El 26 de marzo del 2002, el entonces presidente, Alfonso Portillo, envió el texto del Estatuto de Roma a la Corte de Constitucionalidad de Guatemala (CC), para que esta dictaminara si el Estatuto contravenía en algo a nuestra Constitución o era compatible con ella. La CC no encontró ninguna incompatibilidad entre ambos textos, pero el Congreso de la República no tuvo el menor interés en darle seguimiento al tema. Asunto cerrado.
Corrían los tiempos del gobierno eferregista, durante el cual llegó a ser presidente del Congreso el general Efraín Ríos Mont, señalado como el genocida responsable de la mayoría de las 626 masacres cometidas en este país durante la guerra interna que vivimos.
Porque siempre es bueno volverse al origen, en latín hay una palabra que significa dañar, ofender o herir, y esta palabra es “lesa”, que deriva del participio pasivo del verbo “laedere”. Recuerdo que en el documental sobre los Juicios de Nüremberg, llevados a cabo inmediatamente después del genocidio judío a manos de los nazis, quedaba claro que estos delitos señalados en el Estatuto de Roma, todos de lesa humanidad, ya habían sido listados y considerados imprescriptibles por aquellos tribunales en los cuales se dictaran históricas sentencias, ya no sólo contra la docena de criminales de guerra condenados, sino contra las formas más perversas del horror humano.

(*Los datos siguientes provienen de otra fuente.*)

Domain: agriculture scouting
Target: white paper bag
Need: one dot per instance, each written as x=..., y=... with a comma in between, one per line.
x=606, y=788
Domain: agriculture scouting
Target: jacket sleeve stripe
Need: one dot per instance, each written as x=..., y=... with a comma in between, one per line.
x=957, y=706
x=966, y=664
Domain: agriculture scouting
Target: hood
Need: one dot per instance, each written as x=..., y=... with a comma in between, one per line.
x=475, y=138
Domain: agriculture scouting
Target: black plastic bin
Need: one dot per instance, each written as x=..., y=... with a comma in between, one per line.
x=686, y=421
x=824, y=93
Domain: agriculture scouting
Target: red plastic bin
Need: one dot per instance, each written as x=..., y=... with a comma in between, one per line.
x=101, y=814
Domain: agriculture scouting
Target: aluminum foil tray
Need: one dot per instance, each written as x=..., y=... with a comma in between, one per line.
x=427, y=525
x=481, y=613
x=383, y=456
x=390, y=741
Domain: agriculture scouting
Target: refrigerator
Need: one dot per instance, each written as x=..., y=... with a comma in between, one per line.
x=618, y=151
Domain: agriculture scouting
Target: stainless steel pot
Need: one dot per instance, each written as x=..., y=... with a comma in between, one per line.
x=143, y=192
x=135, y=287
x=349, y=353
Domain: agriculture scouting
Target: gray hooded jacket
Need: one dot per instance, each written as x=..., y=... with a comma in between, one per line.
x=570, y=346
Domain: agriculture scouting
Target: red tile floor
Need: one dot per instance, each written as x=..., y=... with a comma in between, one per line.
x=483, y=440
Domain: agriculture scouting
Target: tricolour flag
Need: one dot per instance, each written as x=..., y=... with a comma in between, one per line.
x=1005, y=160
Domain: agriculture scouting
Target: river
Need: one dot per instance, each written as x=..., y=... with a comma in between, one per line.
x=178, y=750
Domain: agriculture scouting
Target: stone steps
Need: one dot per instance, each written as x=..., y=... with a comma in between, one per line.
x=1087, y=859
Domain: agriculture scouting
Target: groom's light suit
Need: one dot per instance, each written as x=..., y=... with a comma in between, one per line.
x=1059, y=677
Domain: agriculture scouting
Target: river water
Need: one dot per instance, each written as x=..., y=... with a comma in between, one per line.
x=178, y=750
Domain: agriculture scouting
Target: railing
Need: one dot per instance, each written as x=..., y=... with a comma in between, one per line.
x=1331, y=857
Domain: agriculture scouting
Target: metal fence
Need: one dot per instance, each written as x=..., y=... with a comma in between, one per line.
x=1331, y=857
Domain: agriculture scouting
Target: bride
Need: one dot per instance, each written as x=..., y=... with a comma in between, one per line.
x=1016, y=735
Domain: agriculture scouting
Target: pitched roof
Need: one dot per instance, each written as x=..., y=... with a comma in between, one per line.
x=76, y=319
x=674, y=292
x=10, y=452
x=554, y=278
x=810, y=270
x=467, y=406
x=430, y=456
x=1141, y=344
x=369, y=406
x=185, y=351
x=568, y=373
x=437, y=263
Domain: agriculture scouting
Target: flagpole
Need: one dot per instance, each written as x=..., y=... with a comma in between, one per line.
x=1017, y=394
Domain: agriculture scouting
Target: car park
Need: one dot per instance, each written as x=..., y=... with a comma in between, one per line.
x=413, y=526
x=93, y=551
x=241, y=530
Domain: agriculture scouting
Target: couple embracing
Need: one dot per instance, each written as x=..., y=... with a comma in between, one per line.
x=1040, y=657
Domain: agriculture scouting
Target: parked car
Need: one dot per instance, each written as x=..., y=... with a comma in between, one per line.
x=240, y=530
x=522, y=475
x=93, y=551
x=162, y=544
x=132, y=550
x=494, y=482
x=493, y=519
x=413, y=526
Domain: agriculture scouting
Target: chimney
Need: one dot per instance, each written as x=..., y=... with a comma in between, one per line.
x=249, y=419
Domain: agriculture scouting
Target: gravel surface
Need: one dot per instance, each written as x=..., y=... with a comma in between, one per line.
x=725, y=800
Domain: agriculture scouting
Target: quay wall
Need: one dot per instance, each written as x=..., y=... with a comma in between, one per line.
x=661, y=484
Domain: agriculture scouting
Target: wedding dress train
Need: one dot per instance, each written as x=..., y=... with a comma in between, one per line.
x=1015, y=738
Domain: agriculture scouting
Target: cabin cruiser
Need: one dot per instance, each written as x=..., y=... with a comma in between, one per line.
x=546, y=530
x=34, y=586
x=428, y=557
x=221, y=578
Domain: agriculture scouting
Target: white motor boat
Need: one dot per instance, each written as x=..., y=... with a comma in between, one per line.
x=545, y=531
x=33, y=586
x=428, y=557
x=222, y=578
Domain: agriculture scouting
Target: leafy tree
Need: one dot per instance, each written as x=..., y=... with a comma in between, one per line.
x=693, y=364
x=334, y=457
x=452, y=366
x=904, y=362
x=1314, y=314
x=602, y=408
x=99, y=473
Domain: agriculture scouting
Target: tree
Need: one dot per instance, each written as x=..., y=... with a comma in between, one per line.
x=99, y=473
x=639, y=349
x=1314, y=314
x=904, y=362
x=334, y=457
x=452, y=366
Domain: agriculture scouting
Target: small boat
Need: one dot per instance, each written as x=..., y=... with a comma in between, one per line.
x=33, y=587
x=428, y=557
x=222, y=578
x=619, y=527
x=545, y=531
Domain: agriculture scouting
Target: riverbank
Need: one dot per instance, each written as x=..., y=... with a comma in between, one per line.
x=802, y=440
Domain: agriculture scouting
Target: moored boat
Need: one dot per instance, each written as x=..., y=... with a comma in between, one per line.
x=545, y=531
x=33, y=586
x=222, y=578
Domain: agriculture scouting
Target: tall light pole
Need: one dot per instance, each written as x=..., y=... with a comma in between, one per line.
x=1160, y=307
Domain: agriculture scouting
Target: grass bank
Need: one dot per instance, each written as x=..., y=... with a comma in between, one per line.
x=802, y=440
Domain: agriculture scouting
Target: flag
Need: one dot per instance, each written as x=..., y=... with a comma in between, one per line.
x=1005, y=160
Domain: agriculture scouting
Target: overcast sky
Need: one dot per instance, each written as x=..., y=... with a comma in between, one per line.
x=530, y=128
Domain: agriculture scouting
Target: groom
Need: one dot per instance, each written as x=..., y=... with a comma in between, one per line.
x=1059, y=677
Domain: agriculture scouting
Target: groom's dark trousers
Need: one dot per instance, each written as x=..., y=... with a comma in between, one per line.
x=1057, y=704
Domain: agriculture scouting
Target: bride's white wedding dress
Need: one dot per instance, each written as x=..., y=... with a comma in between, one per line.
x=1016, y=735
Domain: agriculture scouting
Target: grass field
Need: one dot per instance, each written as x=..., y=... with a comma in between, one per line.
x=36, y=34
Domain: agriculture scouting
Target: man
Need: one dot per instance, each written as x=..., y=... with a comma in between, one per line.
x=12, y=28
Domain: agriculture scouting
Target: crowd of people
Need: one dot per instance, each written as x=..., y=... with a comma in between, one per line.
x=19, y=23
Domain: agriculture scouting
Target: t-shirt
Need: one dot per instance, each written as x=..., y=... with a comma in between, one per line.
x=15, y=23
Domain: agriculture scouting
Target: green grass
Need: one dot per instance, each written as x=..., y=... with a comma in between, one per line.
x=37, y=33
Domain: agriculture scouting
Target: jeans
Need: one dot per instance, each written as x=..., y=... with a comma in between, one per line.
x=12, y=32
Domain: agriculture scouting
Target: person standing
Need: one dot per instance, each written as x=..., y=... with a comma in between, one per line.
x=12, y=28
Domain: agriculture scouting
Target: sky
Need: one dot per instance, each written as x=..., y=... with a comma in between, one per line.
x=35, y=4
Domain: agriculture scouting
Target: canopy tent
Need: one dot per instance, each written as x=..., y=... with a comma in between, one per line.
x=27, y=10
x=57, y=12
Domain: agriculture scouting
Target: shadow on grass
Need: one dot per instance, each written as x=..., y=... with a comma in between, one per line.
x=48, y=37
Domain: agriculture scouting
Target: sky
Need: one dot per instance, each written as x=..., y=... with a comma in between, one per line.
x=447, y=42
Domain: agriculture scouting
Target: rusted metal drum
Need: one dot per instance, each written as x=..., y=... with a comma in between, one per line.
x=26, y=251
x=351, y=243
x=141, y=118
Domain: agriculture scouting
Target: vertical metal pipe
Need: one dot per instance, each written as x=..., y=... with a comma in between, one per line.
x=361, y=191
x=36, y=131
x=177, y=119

Estos delitos solo pueden ser cometidos por el Estado o por organizaciones políticas, tanto en tiempos de paz como durante la guerra, y la condición tipificante de los mismos es que se hayan cometido a partir de un plan o una estrategia sistemática, desde una intencionalidad específica, y contra población civil. En Argentina, por ejemplo, la Corte Suprema definió qué era un delito de lesa humanidad, y dejó fuera los actos terroristas de los guerrilleros que fueron el pretexto para el terrorismo de Estado, expresado en la represión ilegal armada por parte del mismo. En cambio, los actos de terrorismo de Estado sí fueron considerados crímenes de lesa humanidad por la Corte y, por lo tanto, imprescriptibles.
Esto nos importa a todas y todos porque decía Weinstein que “Un daño socialmente causado sólo puede ser socialmente reparado”; restablecer la paz por la vía de la justicia, compete de una u otra manera a toda la sociedad guatemalteca pero sobre todo, en primera instancia, a aquellos que fueron electos para representarla.